Juventus-Bayern Munich: Five Questions If the Bianconeri Want To Advance

Danny PenzaSenior Writer IDecember 7, 2009

With just 90 minutes left in the Champions League group stages, Juventus and Bayern Munich are separated by one small point.

The two European giants will be fighting for second place place behind Bordeaux and a spot in the knockout stages in Europe's premier club competition. In their first meeting in September, Juventus were largely unimpressive but came back home with a point in their pocket.

Both teams enter Tuesday's deciding match coming off 2-1 wins at the weekend—Juventus with the huge victory against Inter Milan to keep their Scudetto hopes alive and Bayern beating Borussia Monchengladbach.

There's no doubting that both teams never expected to be in the position they were in considering their history and the squad each team has but the past is the past and there's one game to determine whether they're going to be playing in the Champions League or Europa League come 2010.


1. Can Juve Build Upon the Derby d'Italia Win Against Inter?

Starting this past Saturday, these four days were the most important so far this season.

In the days leading up to the Derby, Juve manager said he wanted 11 Pavel Nedved's on the field against Inter. The Juve that showed up was the Juve of old—a team playing with the determination that made Nedved famous and many people were just waiting to see.

Now the Bianconeri must build on the momentum from the Inter win. So many times teams have come out flat the next time out after a huge win and paid the penalty for it. There is no room for error in this game.

The last time Juventus had a big emotional win, the next game ended in disaster—a wonderful 5-1 thrashing of Sampdoria and then a disastrous second half in a 3-2 loss to Napoli.

It comes down to the same thing we've been saying all year—consistency. It hasn't been there at all and until it is, nobody will ever be completely relaxed in their seat over the course of a game.

A tie will do the job, but the boys have to play for a win. They must have the mentality that they are down a point in the standings, not up one.


2. Can the Nicola Legrottaglie-Fabio Cannavaro Central Partnership Keep Bayern Under Control?
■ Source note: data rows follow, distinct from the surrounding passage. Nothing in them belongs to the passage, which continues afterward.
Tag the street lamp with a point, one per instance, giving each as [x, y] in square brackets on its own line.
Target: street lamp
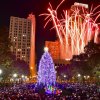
[1, 71]
[79, 75]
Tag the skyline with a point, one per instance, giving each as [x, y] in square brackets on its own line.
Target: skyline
[21, 8]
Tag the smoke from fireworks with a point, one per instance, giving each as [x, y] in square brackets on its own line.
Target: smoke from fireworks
[75, 29]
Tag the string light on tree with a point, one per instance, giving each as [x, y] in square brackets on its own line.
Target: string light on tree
[46, 72]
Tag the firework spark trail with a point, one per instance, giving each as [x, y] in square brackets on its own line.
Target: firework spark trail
[74, 30]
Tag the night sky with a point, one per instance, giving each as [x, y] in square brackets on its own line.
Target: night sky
[21, 8]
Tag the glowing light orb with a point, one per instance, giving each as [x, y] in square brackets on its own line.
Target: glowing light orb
[74, 29]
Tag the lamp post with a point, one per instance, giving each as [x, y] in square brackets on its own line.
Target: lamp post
[1, 71]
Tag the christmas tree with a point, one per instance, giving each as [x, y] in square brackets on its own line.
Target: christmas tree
[46, 72]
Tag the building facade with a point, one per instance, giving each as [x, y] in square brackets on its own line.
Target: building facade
[21, 33]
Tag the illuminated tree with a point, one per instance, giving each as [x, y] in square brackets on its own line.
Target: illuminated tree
[46, 72]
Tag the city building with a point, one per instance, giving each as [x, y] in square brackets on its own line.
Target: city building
[22, 35]
[54, 49]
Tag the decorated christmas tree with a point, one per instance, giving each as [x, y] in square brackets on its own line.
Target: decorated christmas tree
[46, 71]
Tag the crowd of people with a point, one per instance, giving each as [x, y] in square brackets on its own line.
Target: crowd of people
[70, 91]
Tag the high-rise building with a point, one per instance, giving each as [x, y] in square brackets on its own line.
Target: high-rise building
[22, 35]
[54, 49]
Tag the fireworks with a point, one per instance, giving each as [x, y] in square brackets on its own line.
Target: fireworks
[75, 29]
This was originally meant to be about the defense as a whole, but as the Juventus squad list was announced, there was one big absence—Giorgio Chiellini.

Chiellini, who has been nothing but beastly so far this season, will miss the next three weeks after injuring his right thigh in the closing minutes of the Inter game.

That means Nicola Legrottaglie will likely partner with Fabio Cannavaro. It is a combination that we have seen a few times this season and the results have been, well, mixed. They don't really have a lot of chemistry together in the middle and neither of them have the kind of pace that Chiellini does—something Bayern could take advantage of.

Then there is the matter of Gianluigi Buffon possibly also missing the match due to injury. Buffon, who was scheduled to go under the knife after the meeting with Bayern, will be evaluated in the hours leading up to the encounter to see if his bothersome meniscus can hold up one more day.

As hard as it is to believe, there is good news heading into this match. There was a collective sigh of relief from every Juventino when they visited the Juventus web site and saw that Franck Ribery was going to miss Tuesday night's match.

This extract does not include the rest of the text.